When the images are loaded with transform
applied, everything seems to work as intended, and the model accuracy is reasonably high. However, when loading images without applying transform
and then applying it later (after converting the image to a tensor using to_tensor
), the resulting images differ from those loaded with transform
.
I have tried adjusting the antialias
attribute of the transform
function, but it did not lead to any improvements.
Here is the code:
# torchvision
import torchvision.transforms as transforms
from torchvision import models
from torchvision.datasets import ImageNet
# torch
import torch
import torch.nn.functional as F
weights = models.ResNet50_Weights.IMAGENET1K_V2
model = models.resnet50(weights=weights).eval().to('cuda')
transform = weights.transforms()
# Setting `antialias` to either `True` or `False` didn't fix things.

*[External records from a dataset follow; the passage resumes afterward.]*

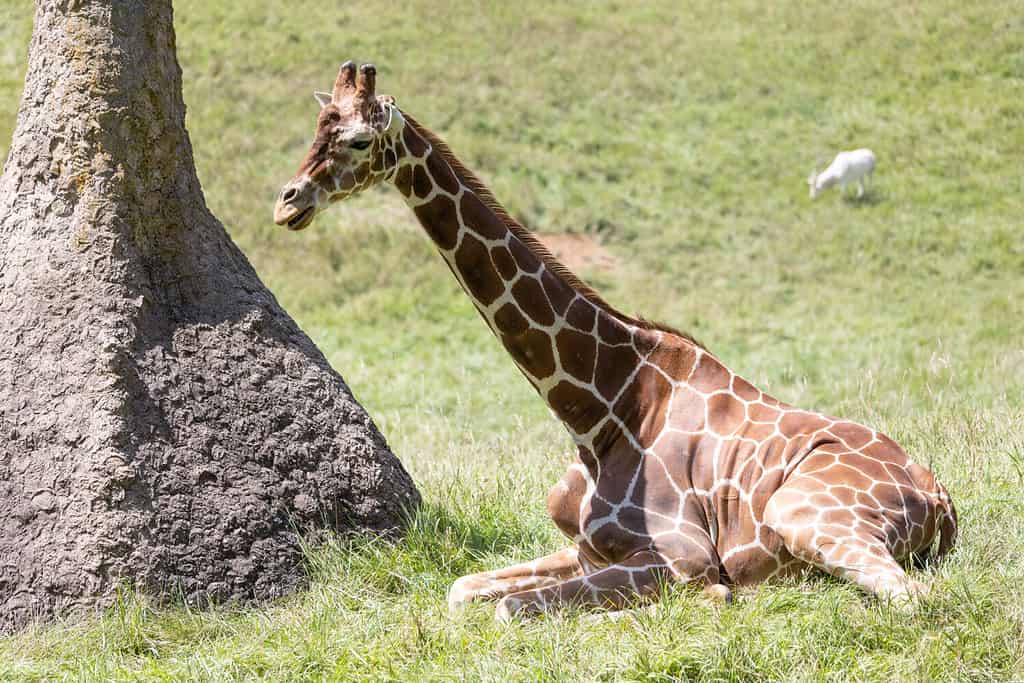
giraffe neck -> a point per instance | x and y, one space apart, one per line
578 352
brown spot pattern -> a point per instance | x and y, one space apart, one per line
503 260
478 272
610 330
581 314
576 407
527 261
614 364
421 182
480 219
531 350
510 321
439 219
559 294
531 301
578 353
442 174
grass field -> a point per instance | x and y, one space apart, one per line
679 137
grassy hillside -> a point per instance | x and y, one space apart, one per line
680 138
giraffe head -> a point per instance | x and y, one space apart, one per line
353 147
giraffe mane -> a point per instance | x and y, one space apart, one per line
530 240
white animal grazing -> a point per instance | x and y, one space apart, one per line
848 167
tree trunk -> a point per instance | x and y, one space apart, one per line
162 419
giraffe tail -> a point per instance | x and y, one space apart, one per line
948 525
947 529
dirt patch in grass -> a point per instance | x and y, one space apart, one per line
579 252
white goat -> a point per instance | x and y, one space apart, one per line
848 167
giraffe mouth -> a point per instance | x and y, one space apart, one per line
301 219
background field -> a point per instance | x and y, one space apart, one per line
679 137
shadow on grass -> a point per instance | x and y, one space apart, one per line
870 198
440 543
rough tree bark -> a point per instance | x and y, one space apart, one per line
162 419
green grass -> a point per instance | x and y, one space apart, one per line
679 137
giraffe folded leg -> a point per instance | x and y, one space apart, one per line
546 570
611 588
846 542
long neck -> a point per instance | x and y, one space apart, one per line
578 352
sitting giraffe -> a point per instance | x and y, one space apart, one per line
685 472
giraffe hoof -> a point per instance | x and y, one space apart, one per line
507 608
719 593
460 595
906 597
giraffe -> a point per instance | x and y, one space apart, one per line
684 472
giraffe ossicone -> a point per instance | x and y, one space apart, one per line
685 472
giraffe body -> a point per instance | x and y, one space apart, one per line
685 472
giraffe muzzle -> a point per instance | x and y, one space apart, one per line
294 209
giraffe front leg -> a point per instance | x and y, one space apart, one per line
611 588
493 585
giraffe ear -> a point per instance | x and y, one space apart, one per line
323 97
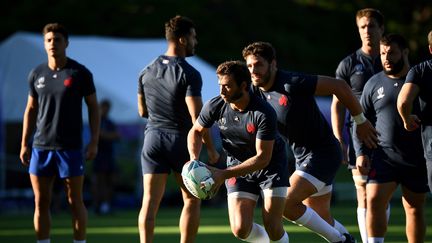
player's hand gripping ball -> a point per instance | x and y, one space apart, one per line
197 179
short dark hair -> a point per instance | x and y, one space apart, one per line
371 13
56 28
390 38
262 49
236 69
178 26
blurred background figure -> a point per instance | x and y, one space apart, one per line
104 165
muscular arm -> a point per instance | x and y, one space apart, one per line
29 124
142 108
194 105
94 121
406 97
338 113
339 88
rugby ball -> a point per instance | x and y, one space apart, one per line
197 179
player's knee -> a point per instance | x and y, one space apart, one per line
192 202
240 231
274 229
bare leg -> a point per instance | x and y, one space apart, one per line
414 204
378 197
42 189
154 188
190 216
74 187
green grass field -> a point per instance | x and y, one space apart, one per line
122 226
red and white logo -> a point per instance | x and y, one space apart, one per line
283 100
250 127
231 181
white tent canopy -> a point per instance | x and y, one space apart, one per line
114 62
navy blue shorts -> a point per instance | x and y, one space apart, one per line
383 170
274 175
163 151
323 163
64 163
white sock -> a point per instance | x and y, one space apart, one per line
388 212
361 220
44 241
375 240
284 239
339 227
311 220
257 235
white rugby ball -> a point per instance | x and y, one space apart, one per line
197 179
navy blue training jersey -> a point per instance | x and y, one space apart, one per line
239 130
356 69
165 83
299 117
59 94
421 75
379 101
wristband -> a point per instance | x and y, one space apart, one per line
359 119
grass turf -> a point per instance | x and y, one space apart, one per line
122 226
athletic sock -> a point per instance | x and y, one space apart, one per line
311 220
257 235
376 240
284 239
44 241
339 227
361 220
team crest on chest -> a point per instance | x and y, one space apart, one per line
221 123
359 69
250 127
283 100
380 93
40 83
68 82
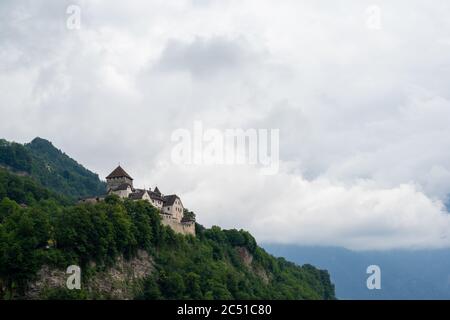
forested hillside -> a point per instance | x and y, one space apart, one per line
42 232
50 167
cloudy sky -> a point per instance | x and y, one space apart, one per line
358 89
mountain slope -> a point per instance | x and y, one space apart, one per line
50 167
419 274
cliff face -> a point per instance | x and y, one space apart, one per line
122 281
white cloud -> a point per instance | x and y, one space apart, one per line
363 114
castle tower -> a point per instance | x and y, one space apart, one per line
118 178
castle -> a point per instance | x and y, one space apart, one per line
171 208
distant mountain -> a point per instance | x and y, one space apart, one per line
423 274
50 167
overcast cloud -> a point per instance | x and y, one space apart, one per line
363 114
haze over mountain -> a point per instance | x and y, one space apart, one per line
417 274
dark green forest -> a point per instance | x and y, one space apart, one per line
39 226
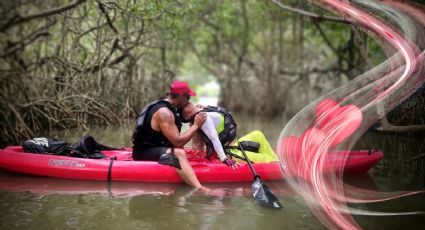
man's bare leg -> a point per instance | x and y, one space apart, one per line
186 173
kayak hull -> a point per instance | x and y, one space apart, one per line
125 169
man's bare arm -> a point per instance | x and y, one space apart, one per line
166 121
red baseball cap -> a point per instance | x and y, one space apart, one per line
181 87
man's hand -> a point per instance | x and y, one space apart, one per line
231 163
200 119
200 106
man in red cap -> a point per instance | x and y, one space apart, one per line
157 137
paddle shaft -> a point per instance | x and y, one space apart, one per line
247 160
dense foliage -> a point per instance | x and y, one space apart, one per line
70 63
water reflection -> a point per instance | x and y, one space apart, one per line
48 203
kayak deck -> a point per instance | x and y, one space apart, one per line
125 169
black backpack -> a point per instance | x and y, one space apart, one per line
42 145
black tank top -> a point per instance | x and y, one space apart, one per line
143 134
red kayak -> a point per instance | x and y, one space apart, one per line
123 168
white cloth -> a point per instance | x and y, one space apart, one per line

# transform.antialias = ...
# Dataset with transform.
dataset = ImageNet('./data/', split='val', transform=transform)
img_1, _ = dataset[111]
# Dataset without transform.
dataset = ImageNet('./data/', split='val')
img_2, _ = dataset[111]
# 1. Convert PIL image to tensor.
# 2. Trnasform it.
img_2 = transforms.functional.to_tensor(img_2)
img_2 = transform(img_2)
# Expected to be same but it's not.
print(img_1 == img_2)
Is there anything I’m missing here? I would appreciate any insights or suggestions to resolve this issue.